Enviado de direitos humanos da ONU acusa autoridades da China de interferência

Por Ben Blanchard

PEQUIM (Reuters) - Um enviado de direitos humanos da Organização das Nações Unidas (ONU) disse nesta terça-feira que o governo da China interferiu com seu trabalho durante uma visita ao país, impedindo acesso a indivíduos que ele tinha esperança de encontrar.

Philip Alston, Relator Especial da ONU para Pobreza Extrema e Direitos Humanos, disse a repórteres ao final de uma visita de nove dias à China que havia notificado o governo com antecedência sobre os acadêmicos com quem queria se encontrar durante sua estadia, uma prática rotineira para um Relator Especial da ONU.

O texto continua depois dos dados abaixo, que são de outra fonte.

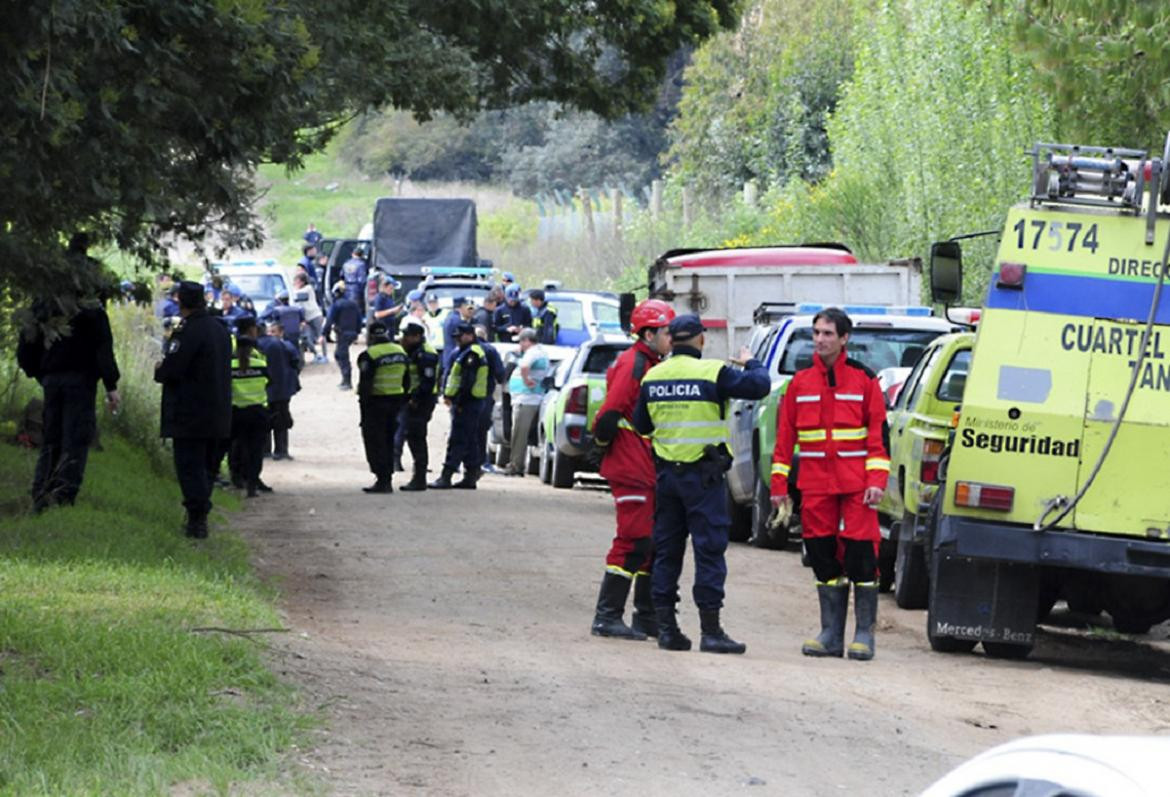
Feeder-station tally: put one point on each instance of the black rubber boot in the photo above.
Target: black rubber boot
(611, 603)
(865, 610)
(644, 606)
(444, 481)
(197, 526)
(834, 604)
(418, 481)
(714, 638)
(383, 485)
(670, 637)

"Nenhum destes encontros foi arranjado e a mensagem que recebi de muitas das pessoas que contatei foi que elas haviam sido aconselhadas a estar de férias na ocasião", disse o australiano Alston, professor de Direito da Escola de Direito da Universidade de Nova York.

O Ministério das Relações Exteriores da China não respondeu de imediato a um pedido de comentário.

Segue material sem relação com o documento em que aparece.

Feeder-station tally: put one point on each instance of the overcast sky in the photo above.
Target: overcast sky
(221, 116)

"A posição que a Organização das Nações Unidas sempre seguiu, e que eu segui em cada um dos países que já visitei, e foram muitos, é que o relator tem direito de se encontrar com quem quer que deseje encontrar, que tem direito de ir onde quer que deseje ir", afirmou Alston.

Desde que assumiu o cargo mais de três anos atrás, o presidente chinês, Xi Jinping, vem reprimindo a dissidência, refreando a mídia e a sociedade civil e detendo dezenas de ativistas de direitos humanos.

Os grupos de direitos humanos dizem que o governo está tentando silenciar seus críticos e também argumentam que as minorias étnicas do país, especialmente em locais como Tibete, Mongólia Interior e Xinjiang, região do oeste chinês, enfrentam medidas discriminatórias severas.

O governo rejeita de forma rotineira as críticas contra suas políticas para populações minoritárias e nega qualquer abuso de direitos humanos ou de liberdade de expressão, dizendo que está perseguindo os fora da lei.